The most non-Code-ish things about this film is its flippant, disrespectful attitude toward marriage. The holy state of matrimony, which the Code said must be upheld, is treated as a loose, impermanent arrangement which can easily be dissolved, as it is today. This attitude begins with Gerry but is really perpetuated by Princess Maud. She has been married so many times, even she has lost count. Barely divorced from her last husband, she already has a new European suitor, Toto (Sig Arno), whom she treats like a pesky lap dog. She quickly forgets him when she sees Captain McGlue, whom she begins hotly pursuing. Princess Maud also delivers most of the suggestive lines; it’s clear that this character only thinks about one thing.
A Racy Reminder
Artistically, “The Palm Beach Story” is quite entertaining. It has an excellent cast and an interesting premise. Certain parts of it are very funny, although the humor includes a bit too much innuendo and goofy slapstick comedy for my taste. It’s interesting how any lapse in stringent Code-enforcement tended to render films silly rather than clever and genuinely funny.
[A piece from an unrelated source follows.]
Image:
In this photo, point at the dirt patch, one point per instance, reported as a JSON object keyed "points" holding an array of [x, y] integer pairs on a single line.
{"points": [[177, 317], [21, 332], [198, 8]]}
I think it’s because the PCA’s process of enforcing the Code, when done properly, led to more thought and care throughout production, which made the final film better overall.This is one of the best examples I can offer to illustrate what a big impact Joe Breen’s leave of absence from the PCA had on film quality. In many cases, it’s almost more of a general feeling than a plethora of Code violations. That feeling is real, however, and it offers the answer to the biggest conjecture about the Code: why did it lose its influence over Hollywood?
If you want to watch a romantic comedy with an all-star cast which reveals a lot about Hollywood history, I recommend “The Palm Beach Story.” As a Non-Code film, it illustrates the reason why the Code became ineffective over ten years later. Whenever Geoffrey Shurlock was in charge of the PCA, films violated the Code, whether for a day, a year, or permanently.